If I started on the inter-relationships between local agriculture and international economy, I'd get depressed fast, and would do neither of us a service on a Monday morning.

So ... buy something "grown local" this week.  Or as locally grown as possible.  Buy something at a farmers' market, or locally produced at the supermarket.  If it is organic as well, buy local and organic.  If it comes from a small scale grower, bonus.  If the price seems higher and you can do without a cell-phone upgrade, use what you'd have spent on the electronics to buy local, organic food ... which is good for you, the soil and the farmers around here.* 


From Lyn Ogryzlo's cookbook, The Ontario Table, 641.59713 at London Public Library system

If every household in Ontario spent $10 a week on local food, we’d have an additional $2.4 billion in our local economy at the end of the year.
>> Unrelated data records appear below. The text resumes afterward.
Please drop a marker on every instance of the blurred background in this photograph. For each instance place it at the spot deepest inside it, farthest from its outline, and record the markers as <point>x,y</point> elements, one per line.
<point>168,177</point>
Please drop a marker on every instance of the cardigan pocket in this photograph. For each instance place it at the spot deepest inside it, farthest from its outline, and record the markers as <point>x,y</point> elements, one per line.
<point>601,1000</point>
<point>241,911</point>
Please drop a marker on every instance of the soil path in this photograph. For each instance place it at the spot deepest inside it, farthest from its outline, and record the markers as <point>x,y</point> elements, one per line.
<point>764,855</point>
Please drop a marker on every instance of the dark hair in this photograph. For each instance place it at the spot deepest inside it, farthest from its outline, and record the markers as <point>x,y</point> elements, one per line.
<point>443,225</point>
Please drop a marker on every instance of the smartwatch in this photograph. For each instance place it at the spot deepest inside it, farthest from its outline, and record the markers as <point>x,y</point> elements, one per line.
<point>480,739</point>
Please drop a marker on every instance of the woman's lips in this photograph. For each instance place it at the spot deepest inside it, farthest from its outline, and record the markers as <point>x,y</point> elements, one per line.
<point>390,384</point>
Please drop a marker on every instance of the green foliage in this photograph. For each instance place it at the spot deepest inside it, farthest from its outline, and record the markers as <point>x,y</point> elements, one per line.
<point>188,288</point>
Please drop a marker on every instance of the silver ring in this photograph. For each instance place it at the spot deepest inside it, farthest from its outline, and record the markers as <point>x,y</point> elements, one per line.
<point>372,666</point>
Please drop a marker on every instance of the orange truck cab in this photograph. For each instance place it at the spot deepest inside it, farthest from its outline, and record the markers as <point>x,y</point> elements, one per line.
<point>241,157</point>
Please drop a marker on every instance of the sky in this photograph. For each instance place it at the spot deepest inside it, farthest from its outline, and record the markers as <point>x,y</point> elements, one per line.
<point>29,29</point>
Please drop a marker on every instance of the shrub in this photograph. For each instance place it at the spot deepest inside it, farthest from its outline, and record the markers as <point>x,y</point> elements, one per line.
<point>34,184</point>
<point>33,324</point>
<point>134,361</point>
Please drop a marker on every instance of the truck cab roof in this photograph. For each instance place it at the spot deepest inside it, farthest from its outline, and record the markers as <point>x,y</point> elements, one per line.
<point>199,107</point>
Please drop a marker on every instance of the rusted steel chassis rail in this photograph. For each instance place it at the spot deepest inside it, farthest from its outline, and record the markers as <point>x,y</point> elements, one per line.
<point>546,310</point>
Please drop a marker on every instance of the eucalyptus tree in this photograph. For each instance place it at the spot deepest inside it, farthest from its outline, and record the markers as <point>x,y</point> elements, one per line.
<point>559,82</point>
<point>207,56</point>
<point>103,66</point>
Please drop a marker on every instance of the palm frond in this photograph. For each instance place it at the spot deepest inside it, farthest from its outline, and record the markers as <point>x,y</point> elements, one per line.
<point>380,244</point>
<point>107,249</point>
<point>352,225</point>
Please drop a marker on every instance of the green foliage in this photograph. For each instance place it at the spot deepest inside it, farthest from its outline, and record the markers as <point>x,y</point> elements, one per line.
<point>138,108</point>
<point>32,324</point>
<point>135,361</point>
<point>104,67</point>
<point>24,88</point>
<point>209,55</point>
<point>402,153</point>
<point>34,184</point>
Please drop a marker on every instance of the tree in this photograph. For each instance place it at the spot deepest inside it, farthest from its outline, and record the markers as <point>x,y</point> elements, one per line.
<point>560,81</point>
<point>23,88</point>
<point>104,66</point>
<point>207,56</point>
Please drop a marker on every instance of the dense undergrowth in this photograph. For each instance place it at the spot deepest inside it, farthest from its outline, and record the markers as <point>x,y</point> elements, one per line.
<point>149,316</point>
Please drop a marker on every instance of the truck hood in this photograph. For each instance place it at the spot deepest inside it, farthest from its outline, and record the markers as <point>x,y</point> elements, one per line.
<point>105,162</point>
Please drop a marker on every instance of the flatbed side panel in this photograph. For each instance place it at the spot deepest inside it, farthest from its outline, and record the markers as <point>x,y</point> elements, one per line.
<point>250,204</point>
Keeping our money circulating grows those dollars to $3.6 billion and creates 10,000 new jobs.     http://www.ontariotable.ca/

I've got to remember that figure!!

We won't have any pears from our own backyard tree this year.  We'll cope by harvesting a lot of mulberries from trees nearby we know about; mulberries flower and set leaf far later in the season than other trees.  And we'll figure out which fruit bushes are hardiest in our area, so we order for fall planting.  (the unknown is the increasing unpredictability that will become the norm as climate change develops ...).  This isn't going to replace the all-round apple, but it's a household start.

Slightly disjointed post.  I feel pretty disjointed about this topic, and have a busy day ahead.

Best regards and I wish you a food (typo! I was going to say good) day!

Why's Woman

p.s. I have to put this part in ...It will also reduce the fossil fuel resources used to grow and transport that food.  And fossil fuel over-use has gotten us into this climate change mess that we won't be getting out of soon.  (there's another new report out by Western University professor Gordon McBean, who was a senior member of the Intergovernmental Panel on Climate Change).